Leveraging Contrastive Learning for Semantic Segmentation with Consistent Labels Across Varying Appearances
Javier Montalvo, Roberto Alcover-Couso, Pablo Carballeira, Álvaro García-Martín, Juan C. SanMiguel, Marcos Escudero-Viñolo
TL;DR
The paper tackles the challenge of semantic segmentation under domain shift and annotation costs by introducing CARLA-4AGT, a synthetic dataset with pixel-perfect ground-truths across multiple weather appearances, and a feature-alignment framework that enforces consistency across appearances. It demonstrates that aligning features across multiple backbone layers and appearances yields significant improvements in both unsupervised domain adaptation and domain generalization, outperforming synthetic datasets like Synthia and GTA on real-world targets.

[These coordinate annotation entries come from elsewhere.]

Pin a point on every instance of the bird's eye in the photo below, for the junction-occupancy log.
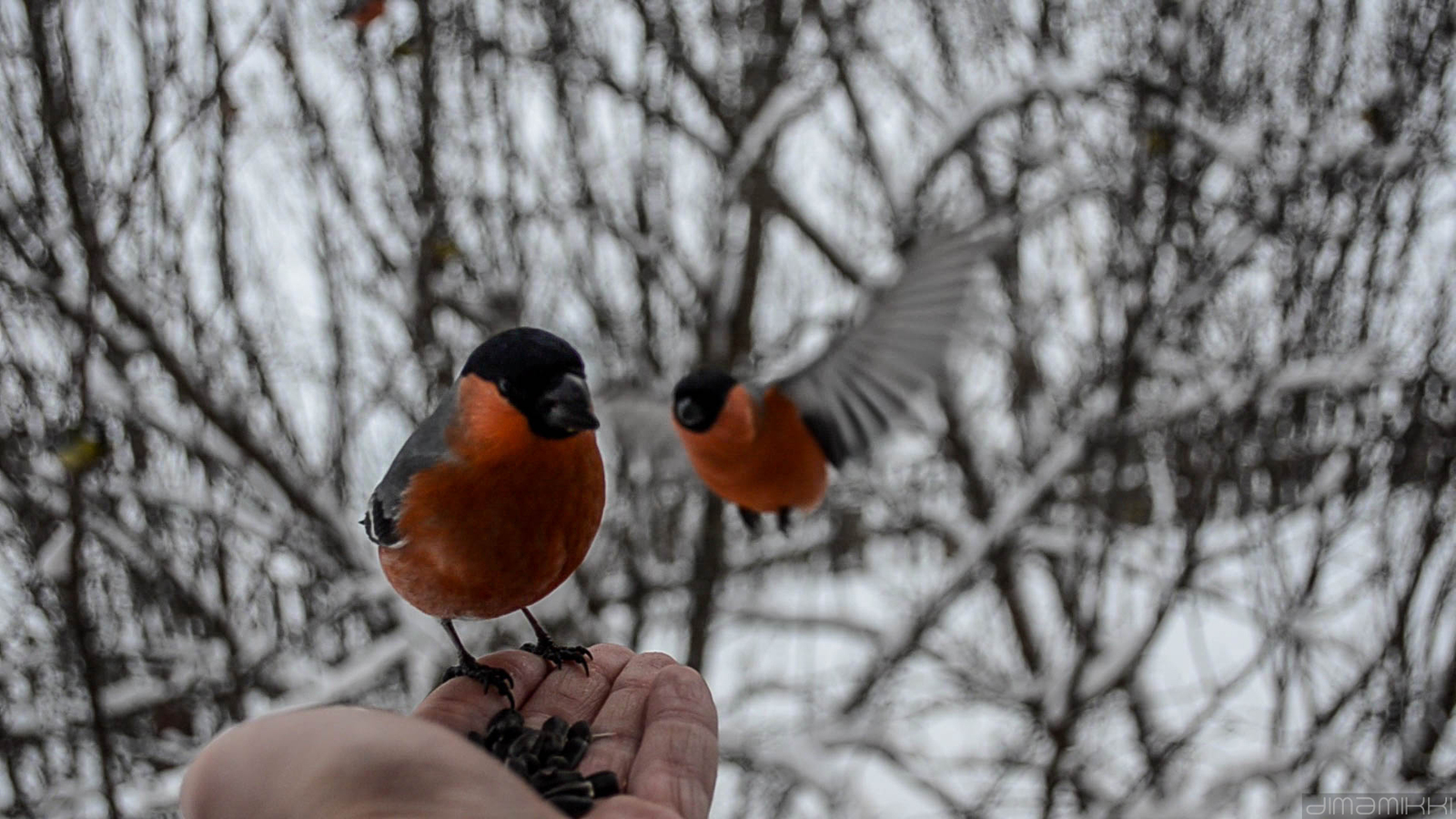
(689, 413)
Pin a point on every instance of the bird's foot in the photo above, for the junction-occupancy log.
(490, 676)
(750, 519)
(546, 649)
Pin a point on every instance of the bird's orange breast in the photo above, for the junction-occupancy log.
(502, 522)
(759, 455)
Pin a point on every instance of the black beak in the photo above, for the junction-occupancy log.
(689, 414)
(568, 405)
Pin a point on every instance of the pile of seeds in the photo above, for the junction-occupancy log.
(548, 760)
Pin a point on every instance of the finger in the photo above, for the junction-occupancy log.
(574, 695)
(677, 761)
(621, 716)
(463, 705)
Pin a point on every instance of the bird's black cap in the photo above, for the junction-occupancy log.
(699, 397)
(541, 375)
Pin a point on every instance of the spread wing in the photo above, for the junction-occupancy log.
(868, 378)
(424, 448)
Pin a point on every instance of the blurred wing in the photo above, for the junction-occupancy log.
(424, 448)
(868, 378)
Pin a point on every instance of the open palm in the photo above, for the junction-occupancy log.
(341, 761)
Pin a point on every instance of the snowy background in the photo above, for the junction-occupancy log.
(1176, 541)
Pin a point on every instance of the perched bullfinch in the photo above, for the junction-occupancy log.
(361, 12)
(768, 450)
(494, 500)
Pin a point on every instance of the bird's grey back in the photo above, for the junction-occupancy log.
(422, 450)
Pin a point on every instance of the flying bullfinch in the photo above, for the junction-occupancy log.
(361, 12)
(768, 450)
(494, 500)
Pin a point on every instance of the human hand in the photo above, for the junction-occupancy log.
(349, 763)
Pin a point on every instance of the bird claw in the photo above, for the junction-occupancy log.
(560, 654)
(490, 676)
(750, 519)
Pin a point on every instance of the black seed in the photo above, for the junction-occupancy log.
(572, 804)
(574, 753)
(548, 778)
(568, 789)
(553, 736)
(604, 784)
(555, 726)
(521, 767)
(524, 743)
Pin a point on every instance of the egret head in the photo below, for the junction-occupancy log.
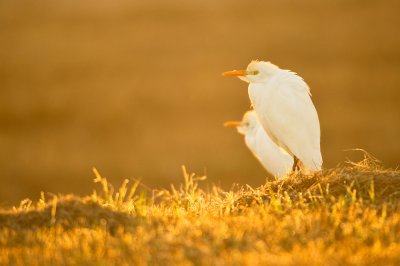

The approach remains compatible with diverse UDA methods and shows robust transfer to adverse-weather domains, indicating a meaningful impact for practical deployment in autonomous systems. Overall, it establishes a new paradigm in synthetic data generation and domain adaptation for segmentation, emphasizing data efficiency, multi-appearance robustness, and cross-domain generalization.
Abstract
This paper introduces a novel synthetic dataset that captures urban scenes under a variety of weather conditions, providing pixel-perfect, ground-truth-aligned images to facilitate effective feature alignment across domains. Additionally, we propose a method for domain adaptation and generalization that takes advantage of the multiple versions of each scene, enforcing feature consistency across different weather scenarios. Our experimental results demonstrate the impact of our dataset in improving performance across several alignment metrics, addressing key challenges in domain adaptation and generalization for segmentation tasks. This research also explores critical aspects of synthetic data generation, such as optimizing the balance between the volume and variability of generated images to enhance segmentation performance. Ultimately, this work sets forth a new paradigm for synthetic data generation and domain adaptation.